A retrospective analysis of a large commercial payer database has demonstrated a link between various treatment episodes of acute myeloid leukemia (AML) and substantial economic burden. According to data presented at ASH 2017, healthcare resource use and direct healthcare costs were associated with high-intensity chemotherapy induction, hematopoietic stem cell transplantation (HSCT), and episodes of relapsed or refractory disease in a US commercially insured population.
“Clearly, new therapeutic strategies associated with less economic burden are needed,” said Bruno C. Medeiros, MD, Director, Inpatient Hematology Service, Stanford University School of Medicine, CA, who noted that hospitalization was a major cost driver across all episodes.
Although the incidence of AML has risen 3.1% each year over the past 10 years, detailed real-world cost estimates and comparisons of key AML treatment episodes are rare and are challenging to assemble, Dr Medeiros explained. For this study, he and his colleagues used a healthcare claims database (PharMetrics Plus) and linked charge detail master hospital data to search for adults with AML and ≥2 outpatient claims or ≥1 inpatient claims between January 2008 and March 2016.
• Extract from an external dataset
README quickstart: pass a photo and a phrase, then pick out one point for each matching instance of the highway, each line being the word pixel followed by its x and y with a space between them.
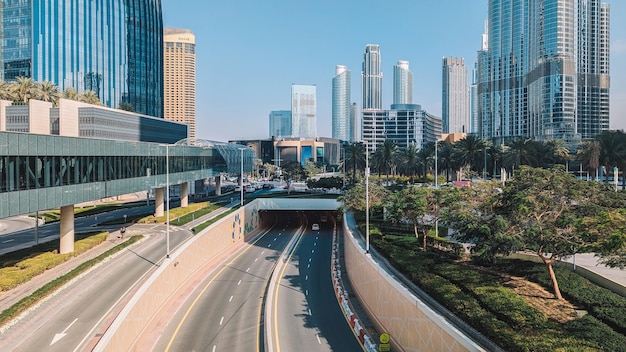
pixel 307 316
pixel 74 317
pixel 223 313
Dr Medeiros and colleagues evaluated the treatment episodes, including high-intensity chemotherapy induction (evidence of inpatient high-dose cytarabine plus anthracycline use within 3 months of diagnosis), high-intensity chemotherapy consolidation (evidence of cytarabine use with or without anthracycline within 2 months of high-intensity chemotherapy), low-intensity chemotherapy (evidence of low-intensity cytarabine, anthracycline, 5-azacytidine, decitabine, clofarabine, hydroxyurea, or gemtuzumab ozogamicin use in the outpatient setting within 3 months of diagnosis), HSCT (record of transplant-specific diagnosis or procedure codes), and patients with relapsed or refractory disease (record of an International Classification of Diseases, Ninth Revision diagnosis code [205.02] for relapsed AML after high-intensity chemotherapy, low-intensity chemotherapy, or HSCT).
Hospitalizations Drive Cost of Treatment Episodes
The final study sample consisted of 1542 treatment episodes of high-intensity chemotherapy induction, 591 episodes of high-intensity chemotherapy consolidation, 628 episodes of low-intensity chemotherapy, 1000 cases of HSCT, and 119 patients with relapsed or refractory disease. Patients receiving low-intensity chemotherapy were the oldest (mean age, 64.9 years), and patients receiving high-intensity chemotherapy were the youngest (mean age, 47.0 years).
On average, the total episode cost was highest for HSCT ($329,621), with a mean follow-up of 6.4 months. For patients undergoing HSCT, the hospitalization costs averaged $244,801, whereas physician office visits and outpatient pharmacy costs were $6017 and $11,398, respectively. According to Dr Medeiros and colleagues, 26.9% of patients who had HSCT had ≥1 emergency department visits that did not lead to hospital admission, at an average cost of $1037.
High-intensity chemotherapy induction had the second-highest average episode cost ($198,528), with a mean follow-up of 2.1 months. As Dr Medeiros reported, all high-intensity chemotherapy induction required hospitalization and accounted for most of the high-intensity chemotherapy costs ($178,891), with $2843 attributed to physician office visits and $2868 to outpatient pharmacy costs.
Relapsed or refractory episodes were also associated with high economic burden, with a cost of $145,634 and a mean follow-up of 7.6 months. Hospitalization occurred in 74.8% of patients with relapsed or refractory disease at a cost of $101,420, whereas physician office visits and outpatient pharmacy costs were $3340 and $6108, respectively.
On the other hand, the cost was lowest with treatment episodes involving low-intensity chemotherapy ($53,081), with a 2-month follow-up. High-intensity chemotherapy consolidation costs $73,304 on average, with a mean follow-up of 1.5 months, Dr Medeiros and colleagues noted.